Il est vivant

Homélie du 13e dimanche du temps ordinaire 2021

« Une force était sortie de lui »

Au lieu d’où jaillit la vie, elle s’écoule en pure perte, la femme se vide de son sang depuis douze ans sans remède. A l’heure qui devrait être le moment où la jeune fille devient femme et à même de porter la vie, elle meurt. La mort a perverti la vie, elle l’a blessée, elle l’a rendue stérile, plus rien n’est intact, tout est incomplet.

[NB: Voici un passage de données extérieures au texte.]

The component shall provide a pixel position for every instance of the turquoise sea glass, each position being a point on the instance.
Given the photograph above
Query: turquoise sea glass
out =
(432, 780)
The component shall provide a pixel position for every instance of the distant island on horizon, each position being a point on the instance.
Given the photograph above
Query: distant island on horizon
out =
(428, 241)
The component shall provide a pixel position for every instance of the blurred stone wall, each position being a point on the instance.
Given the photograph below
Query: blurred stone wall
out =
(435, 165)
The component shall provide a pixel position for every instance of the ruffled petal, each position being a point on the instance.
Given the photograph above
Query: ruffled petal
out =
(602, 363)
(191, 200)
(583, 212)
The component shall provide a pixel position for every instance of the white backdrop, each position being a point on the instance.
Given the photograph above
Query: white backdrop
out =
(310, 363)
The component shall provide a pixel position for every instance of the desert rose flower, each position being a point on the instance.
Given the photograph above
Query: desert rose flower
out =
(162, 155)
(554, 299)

Le nombre 12 vient souligner le caractère inaccessible de la plénitude pour laquelle nous sommes faits. Douze, c’est la création tout entière, l’espace multiplié par l’histoire, les quatre points cardinaux multipliés par les trois temps que sont le passé, le présent et le futur. Ce douze devrait être une plénitude de vie, un rayonnement parfait de la gloire de Dieu. Voici pourtant douze ans que la femme se vide de sa vie et c’est l’âge auquel meurt la jeune fille. La blessure qu’est la mort installée dans la création ne laisse rien indemne et la vie semble devoir toujours porter avec elle la mort. 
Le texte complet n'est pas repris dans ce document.